Tenue d’une évaluation des risques individuels
Lorsqu’ils procèdent à une évaluation des risques individuels, les OCC ou les OCF, ou les cmdts de base ou d’unité, selon le cas, doivent se poser les questions suivantes :
- la participation du militaire à la fonction envisagée comporte-t-elle un risque pour l’efficacité opérationnelle des FC ou la sécurité du militaire, d’autres militaires ou du public?
- ce risque dépasse-t-il de beaucoup le risque inhérent à l’opération?
- ce risque est-il réel et s’appuie-t-il sur des preuves documentées constituées à partir de renseignements fiables?
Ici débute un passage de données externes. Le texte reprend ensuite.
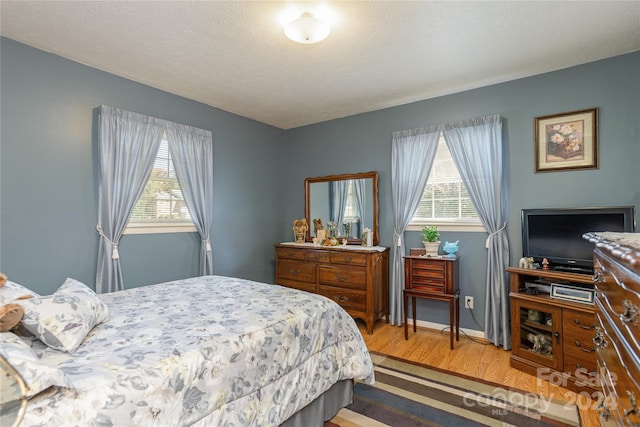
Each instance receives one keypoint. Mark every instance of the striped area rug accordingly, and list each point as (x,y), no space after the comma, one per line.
(407,395)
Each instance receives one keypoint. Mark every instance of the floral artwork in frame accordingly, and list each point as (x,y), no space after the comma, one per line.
(566,141)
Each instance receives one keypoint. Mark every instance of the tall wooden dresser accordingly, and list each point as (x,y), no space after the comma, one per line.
(356,277)
(617,338)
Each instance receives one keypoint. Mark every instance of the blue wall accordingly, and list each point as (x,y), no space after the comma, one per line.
(48,184)
(363,142)
(48,161)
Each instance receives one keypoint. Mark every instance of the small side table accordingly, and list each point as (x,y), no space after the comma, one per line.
(434,278)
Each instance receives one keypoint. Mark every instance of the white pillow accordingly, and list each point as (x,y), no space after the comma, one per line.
(64,319)
(36,375)
(11,290)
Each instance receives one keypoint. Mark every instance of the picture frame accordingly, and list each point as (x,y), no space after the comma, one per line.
(566,141)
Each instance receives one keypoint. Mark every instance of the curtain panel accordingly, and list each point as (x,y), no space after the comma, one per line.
(192,153)
(477,150)
(412,155)
(128,144)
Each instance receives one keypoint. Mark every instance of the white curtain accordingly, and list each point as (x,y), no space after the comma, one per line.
(360,196)
(476,148)
(127,146)
(338,192)
(192,153)
(412,154)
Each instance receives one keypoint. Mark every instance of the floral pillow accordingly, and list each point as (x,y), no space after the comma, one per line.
(64,319)
(36,375)
(12,291)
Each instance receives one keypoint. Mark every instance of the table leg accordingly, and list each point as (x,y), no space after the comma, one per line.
(458,318)
(413,309)
(404,304)
(451,313)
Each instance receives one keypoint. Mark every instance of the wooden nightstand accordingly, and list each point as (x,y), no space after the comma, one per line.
(434,279)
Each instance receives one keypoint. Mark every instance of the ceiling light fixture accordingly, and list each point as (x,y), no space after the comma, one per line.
(307,29)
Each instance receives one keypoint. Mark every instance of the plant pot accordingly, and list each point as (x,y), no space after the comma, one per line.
(431,248)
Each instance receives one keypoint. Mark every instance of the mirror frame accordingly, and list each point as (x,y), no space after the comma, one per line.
(363,175)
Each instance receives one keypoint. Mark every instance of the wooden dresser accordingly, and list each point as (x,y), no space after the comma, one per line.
(617,338)
(356,277)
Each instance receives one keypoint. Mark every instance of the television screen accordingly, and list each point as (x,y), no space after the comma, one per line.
(556,234)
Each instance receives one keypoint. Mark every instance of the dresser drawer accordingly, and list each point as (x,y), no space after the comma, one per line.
(348,257)
(619,375)
(615,297)
(317,256)
(349,299)
(343,277)
(296,270)
(290,253)
(577,344)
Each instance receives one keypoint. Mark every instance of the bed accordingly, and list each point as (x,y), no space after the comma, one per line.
(206,351)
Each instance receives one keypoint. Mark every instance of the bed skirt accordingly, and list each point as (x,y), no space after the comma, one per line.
(325,407)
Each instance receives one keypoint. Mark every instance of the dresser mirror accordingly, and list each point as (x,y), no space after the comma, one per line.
(347,204)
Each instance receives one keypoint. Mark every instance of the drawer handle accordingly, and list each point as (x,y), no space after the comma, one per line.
(597,275)
(632,402)
(599,339)
(583,326)
(603,411)
(586,350)
(630,314)
(592,374)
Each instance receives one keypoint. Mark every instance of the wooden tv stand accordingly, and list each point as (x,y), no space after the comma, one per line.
(553,338)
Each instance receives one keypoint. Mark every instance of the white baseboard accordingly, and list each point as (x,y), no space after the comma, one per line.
(439,326)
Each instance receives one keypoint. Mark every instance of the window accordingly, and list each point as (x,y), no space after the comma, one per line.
(161,208)
(445,201)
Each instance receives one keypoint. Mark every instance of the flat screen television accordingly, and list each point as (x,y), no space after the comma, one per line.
(556,234)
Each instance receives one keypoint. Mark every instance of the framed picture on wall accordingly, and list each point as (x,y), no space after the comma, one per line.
(566,141)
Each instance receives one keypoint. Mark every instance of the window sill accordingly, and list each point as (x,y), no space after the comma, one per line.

- quelle est la probabilité que le militaire soit exposé à des situations à risque élevé, et ce, à quelle fréquence?
- le service antérieur auprès de secteurs névralgiques ou classifiés d’organisations du gouvernement du Canada, de l’Organisation des Nations Unies ou de forces alliées rend-il le militaire plus vulnérable à des attentats?
- quels facteurs inhérents à la mission pourraient réduire ou neutraliser le risque qui se pose à l’efficacité opérationnelle des FC ou à la sécurité du militaire, d’autres militaires ou du public? Par exemple, les fonctions sont-elles accomplies en groupes suffisamment nombreux pour assurer l’entraide et la protection mutuelles? Les militaires sont-ils armés et protégés? La mission bénéficie-t-elle de la présence d’une autorité civile solide?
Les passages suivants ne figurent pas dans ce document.